El sargento se volvió hacia Riley.

—No vamos a regresar a tiempo, Alex. Marty se enterará, el general se enterará, y tú y yo nos veremos frente a un consejo de guerra.

Riley cabeceó.

—Ya.

Jack abrió la boca, dispuesto a añadir algo más, pero terminó por ahorrarse las palabras.

—Ya —asintió en cambio, con el mismo aire de fatalidad.

En ese momento, Eustaquio se acercó desde atrás, cargando a una de sus hijas sobre los hombros.

—Yo… —carraspeó azorado— les estoy agradecío… a los dos, por sacarnos del pueblo.

—No hay de qué, amigo —contestó Riley—. Nosotros le metimos en este lío. Solo intentamos arreglarlo y hacer lo correcto.

El campesino resopló por la nariz.

—Lo correcto… —repitió la palabra, como si se tratase de una ciudad mítica—. Aquí naide hace lo correcto. Ni ellas —hizo un leve gesto hacia las monjas—. Les habría dao igual si nos hubieran fusilao a todos, diciendo que somos rojos. En el fondo, son iguales que los fascistas.

Jack le miró con severidad antes de preguntarle:

—Y si a ellas las hubieran violado y asesinado los anarquistas… ¿Habrías hecho algo por defenderlas?

Eustaquio le devolvió una mirada cargada de culpabilidad, y seguidamente bajó la cabeza.

—¿Falta mucho? —preguntó, cuando el eco del reproche se apagó en sus oídos.

—Es difícil decirlo —contestó Riley—. No hay una línea pintada en el suelo que marque el frente.

—¿Y cómo sabremos que ya la hemos cruzao?

—Pues tendríamos que…

Alex Riley dejó la frase a medias, pues a ambos lados del camino un grupo de sombras se alzó de entre la maleza a solo unas decenas de metros por delante.

—¡Alto ahí! —ordenó una de las sombras—. ¡Quién va!

—¡Soldados de la República! —respondió Riley, deteniéndose de inmediato—. ¡Del Batallón Lincoln!

—¡Santo y seña! —les exigió la misma voz, con un fuerte acento alemán.

En respuesta, Jack exclamó:

—¡Pimentón!

Durante unos interminables segundos el centinela pareció meditar la respuesta, y cuando ya se temían que iban a responderles que aquella no era la contraseña del día, contestó:

—¡Picante!

Los dos brigadistas resoplaron de alivio, y la bamboleante luz de una linterna se aproximó a ellos en manos del soldado y, ya de muy cerca, les alumbró directamente.
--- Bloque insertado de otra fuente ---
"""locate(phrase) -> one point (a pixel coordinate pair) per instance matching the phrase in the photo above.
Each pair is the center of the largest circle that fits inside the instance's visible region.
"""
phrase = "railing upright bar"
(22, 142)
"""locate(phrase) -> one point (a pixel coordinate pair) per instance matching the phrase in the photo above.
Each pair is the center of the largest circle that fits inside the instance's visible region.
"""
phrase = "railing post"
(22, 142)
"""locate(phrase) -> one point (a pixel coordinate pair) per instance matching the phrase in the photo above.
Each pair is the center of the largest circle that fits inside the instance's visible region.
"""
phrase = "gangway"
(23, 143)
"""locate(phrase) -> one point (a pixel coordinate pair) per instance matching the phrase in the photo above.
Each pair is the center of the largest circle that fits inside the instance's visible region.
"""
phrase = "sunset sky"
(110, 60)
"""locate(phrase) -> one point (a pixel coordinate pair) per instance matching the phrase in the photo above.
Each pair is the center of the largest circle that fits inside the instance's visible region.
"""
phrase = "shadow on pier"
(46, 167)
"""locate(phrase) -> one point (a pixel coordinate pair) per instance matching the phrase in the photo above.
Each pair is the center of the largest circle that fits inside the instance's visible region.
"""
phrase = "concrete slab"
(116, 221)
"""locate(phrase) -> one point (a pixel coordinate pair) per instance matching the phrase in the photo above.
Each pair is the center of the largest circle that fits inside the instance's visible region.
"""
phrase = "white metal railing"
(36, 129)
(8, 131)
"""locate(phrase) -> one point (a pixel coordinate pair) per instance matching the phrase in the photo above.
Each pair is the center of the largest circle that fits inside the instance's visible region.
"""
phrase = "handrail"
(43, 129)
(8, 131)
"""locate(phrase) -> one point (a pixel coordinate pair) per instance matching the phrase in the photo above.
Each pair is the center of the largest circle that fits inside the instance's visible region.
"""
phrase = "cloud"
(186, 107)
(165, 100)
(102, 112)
Lo que no se esperaban era lo que sucedió a continuación.

El centinela gritó con todas sus fuerzas:

—¡Alerta! ¡Es una trampa! ¡Son legionarios!

Alex y Jack sintieron el impulso de girarse en busca de esos legionarios a los que se refería.

Aún tardaron un segundo en caer en la cuenta de que se trataba de ellos mismos.

En un imperdonable descuido, todavía llevaban puestas las camisas de los soldados a los que habían dejado maniatados en el pueblo.

Riley abrió la boca tratando de aclarar el malentendido, pero antes de que pudiera decir la primera palabra, alguien disparó.